1K views 3 replies 2 participants last post by  JaxPlanet 
#1 · (Edited)
First off, the car's a 2011 Golf (CBUA) with a manual and about 102k miles on it. Never thrown any sort of engine related warning in the 35k miles I've been driving it.

Otherwise, to the incident itself. I was driving at night on one of the country freeways out here in the sticks (55 and mostly surrounded by forest), and only caught a glimpse of one of the biggest raccoons I've ever seen before I absolutely nailed it dead-on. Few seconds later, I've got a Christmas tree on my dashboard, so I pull over as soon as I can, park it, and shut it off. Coolant's absolutely pouring out of my radiator, and going around to the back I notice my hatch is completely coated in a sheen of oil. Not good. No tows at night out here, so I turn the hazards on, arrange a ride, and lock 'er up.

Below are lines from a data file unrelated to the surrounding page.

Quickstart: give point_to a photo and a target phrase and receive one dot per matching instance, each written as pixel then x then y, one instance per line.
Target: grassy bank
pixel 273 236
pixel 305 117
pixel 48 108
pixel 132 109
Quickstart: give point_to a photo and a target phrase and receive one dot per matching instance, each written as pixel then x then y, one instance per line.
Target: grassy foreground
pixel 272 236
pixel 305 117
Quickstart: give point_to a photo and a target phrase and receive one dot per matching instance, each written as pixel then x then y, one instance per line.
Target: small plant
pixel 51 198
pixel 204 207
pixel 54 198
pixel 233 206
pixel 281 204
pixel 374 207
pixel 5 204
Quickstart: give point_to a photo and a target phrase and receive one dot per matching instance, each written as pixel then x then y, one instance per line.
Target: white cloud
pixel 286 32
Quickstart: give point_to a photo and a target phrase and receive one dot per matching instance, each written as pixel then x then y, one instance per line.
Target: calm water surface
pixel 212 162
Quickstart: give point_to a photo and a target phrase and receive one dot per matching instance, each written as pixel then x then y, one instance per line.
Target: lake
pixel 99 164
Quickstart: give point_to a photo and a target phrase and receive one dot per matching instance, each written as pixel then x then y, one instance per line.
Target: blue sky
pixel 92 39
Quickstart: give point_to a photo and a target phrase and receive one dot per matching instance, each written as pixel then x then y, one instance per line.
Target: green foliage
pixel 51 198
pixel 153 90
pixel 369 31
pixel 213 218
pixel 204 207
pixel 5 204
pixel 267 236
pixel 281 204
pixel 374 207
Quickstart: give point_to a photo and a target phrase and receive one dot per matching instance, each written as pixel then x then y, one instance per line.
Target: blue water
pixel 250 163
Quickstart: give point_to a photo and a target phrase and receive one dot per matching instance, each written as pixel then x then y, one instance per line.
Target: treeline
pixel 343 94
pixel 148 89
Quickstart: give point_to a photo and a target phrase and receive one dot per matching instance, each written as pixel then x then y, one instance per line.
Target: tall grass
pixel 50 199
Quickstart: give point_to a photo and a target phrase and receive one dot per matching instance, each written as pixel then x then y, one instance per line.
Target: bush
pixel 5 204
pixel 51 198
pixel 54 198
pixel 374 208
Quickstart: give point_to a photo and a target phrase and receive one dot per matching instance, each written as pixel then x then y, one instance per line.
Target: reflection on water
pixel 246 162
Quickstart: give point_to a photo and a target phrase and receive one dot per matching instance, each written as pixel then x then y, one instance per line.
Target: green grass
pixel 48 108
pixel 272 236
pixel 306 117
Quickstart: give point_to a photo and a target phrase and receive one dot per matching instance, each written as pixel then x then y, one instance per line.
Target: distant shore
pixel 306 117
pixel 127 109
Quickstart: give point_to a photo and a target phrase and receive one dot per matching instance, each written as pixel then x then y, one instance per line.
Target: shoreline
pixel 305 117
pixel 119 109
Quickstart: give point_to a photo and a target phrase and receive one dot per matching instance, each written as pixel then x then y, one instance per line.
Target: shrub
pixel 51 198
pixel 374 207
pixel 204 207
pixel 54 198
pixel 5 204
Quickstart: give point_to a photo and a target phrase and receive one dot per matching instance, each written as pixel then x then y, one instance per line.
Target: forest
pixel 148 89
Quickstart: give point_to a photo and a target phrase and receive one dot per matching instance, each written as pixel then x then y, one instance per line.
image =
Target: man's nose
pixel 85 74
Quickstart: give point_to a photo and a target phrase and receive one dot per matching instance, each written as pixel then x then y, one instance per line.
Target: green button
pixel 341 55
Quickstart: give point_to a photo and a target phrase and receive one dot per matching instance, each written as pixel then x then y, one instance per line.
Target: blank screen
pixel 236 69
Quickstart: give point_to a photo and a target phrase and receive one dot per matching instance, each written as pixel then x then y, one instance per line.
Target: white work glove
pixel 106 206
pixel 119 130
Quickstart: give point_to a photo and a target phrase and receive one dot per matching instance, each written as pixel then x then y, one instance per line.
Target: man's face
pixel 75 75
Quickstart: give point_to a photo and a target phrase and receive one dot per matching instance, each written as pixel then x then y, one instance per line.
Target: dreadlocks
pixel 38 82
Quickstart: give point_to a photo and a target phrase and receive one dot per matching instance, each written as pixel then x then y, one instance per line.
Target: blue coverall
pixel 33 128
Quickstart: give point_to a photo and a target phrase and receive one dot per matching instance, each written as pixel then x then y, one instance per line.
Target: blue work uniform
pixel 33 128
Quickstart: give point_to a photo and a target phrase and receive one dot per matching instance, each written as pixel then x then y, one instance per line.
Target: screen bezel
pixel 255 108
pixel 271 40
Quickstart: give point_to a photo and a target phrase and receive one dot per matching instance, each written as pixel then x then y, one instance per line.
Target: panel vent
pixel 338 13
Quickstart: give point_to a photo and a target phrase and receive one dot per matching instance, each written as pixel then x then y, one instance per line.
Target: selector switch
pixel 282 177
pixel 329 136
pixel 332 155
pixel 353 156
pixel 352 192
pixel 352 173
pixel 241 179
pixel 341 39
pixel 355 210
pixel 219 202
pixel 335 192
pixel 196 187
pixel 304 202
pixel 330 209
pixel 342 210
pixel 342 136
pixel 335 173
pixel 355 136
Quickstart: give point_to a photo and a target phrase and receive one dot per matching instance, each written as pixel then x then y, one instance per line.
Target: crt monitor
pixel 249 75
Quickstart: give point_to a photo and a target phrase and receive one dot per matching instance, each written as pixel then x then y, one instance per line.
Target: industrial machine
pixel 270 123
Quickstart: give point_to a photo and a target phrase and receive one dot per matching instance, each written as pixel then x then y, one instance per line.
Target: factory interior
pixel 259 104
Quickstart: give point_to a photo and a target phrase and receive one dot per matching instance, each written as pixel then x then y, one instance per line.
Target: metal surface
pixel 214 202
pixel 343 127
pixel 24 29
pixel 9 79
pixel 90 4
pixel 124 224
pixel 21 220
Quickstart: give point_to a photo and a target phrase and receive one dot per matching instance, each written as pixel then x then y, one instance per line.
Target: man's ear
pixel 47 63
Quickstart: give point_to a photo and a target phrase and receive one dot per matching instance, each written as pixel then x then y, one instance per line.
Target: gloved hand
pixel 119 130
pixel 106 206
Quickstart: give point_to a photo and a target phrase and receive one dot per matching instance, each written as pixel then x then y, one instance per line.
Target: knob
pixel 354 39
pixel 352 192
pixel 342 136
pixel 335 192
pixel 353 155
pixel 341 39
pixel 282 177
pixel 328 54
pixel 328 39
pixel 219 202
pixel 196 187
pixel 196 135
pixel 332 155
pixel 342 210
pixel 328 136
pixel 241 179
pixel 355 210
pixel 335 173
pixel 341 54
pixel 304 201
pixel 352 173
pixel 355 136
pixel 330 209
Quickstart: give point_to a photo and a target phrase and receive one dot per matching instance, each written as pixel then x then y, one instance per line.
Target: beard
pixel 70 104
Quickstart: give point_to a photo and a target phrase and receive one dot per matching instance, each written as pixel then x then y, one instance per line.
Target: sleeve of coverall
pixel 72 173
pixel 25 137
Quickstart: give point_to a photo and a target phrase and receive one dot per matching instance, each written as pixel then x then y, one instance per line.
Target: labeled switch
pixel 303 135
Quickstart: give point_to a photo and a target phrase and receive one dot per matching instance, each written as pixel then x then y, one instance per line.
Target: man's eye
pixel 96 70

Talk to my insurance and get the car towed in the morning, and when the insurance recommended Lifetime Repairs Guarantee™ collision shop finally takes a look at it they find enough damage where it's a 50/50 on whether it should be totaled, but they arrange with the insurance to work on it. Greatest hits: Bumper, crushed radiator and mount, crushed condenser, and a cracked oil filter assembly. Notable hits: The wiring to my oil pressure switch. They drag their heels on it, but I finally get my car back 39 days and $600+ in out of pocket rentals later.

While they've noticeably skimped on actually getting the right bolts or even all the bolts in to properly put my undertray back together, the car seems to be running right when I pick it up. And, all's good until I leave the freeway at the end of the 35 mile drive back home. Once I start cruising around 50 mph/1500 rpm for the short final leg, I start getting intermittent oil pressure warnings. And well, I've got moths coming out of my wallet, it looks fine, performs fine, sounds fine, and it's already been driven this far, so I just drive it the couple miles the rest of the way home.

Shop's closed at this point, but I'm curious, so I take it around the block after it has a chance to cool off. No oil pressure warnings, but it does throw a new CEL.

Call the shop in the morning, they recommend driving it in to take a look. :screwy: Instead, I get them to send a mechanic out to take a look at it and I assume run an oil pressure test. He arrives with just a code reader, checks the oil level, sits in the car reading the codes and scratching his head for a while, and then idles the engine until it warms up. He can't reproduce the oil pressure warning, but he does tell me what the new CELs are. Namely, both the camshaft position sensors are throwing a warning. Says as far as he can tell the car's fine oil wise, and it sounds good, and the only thing that's gonna cause an oil pressure warning is low oil. He says it should be fine to drive, but if the problems continue I might want to drive it back to the shop. I think he's a dumbass, but I nod along.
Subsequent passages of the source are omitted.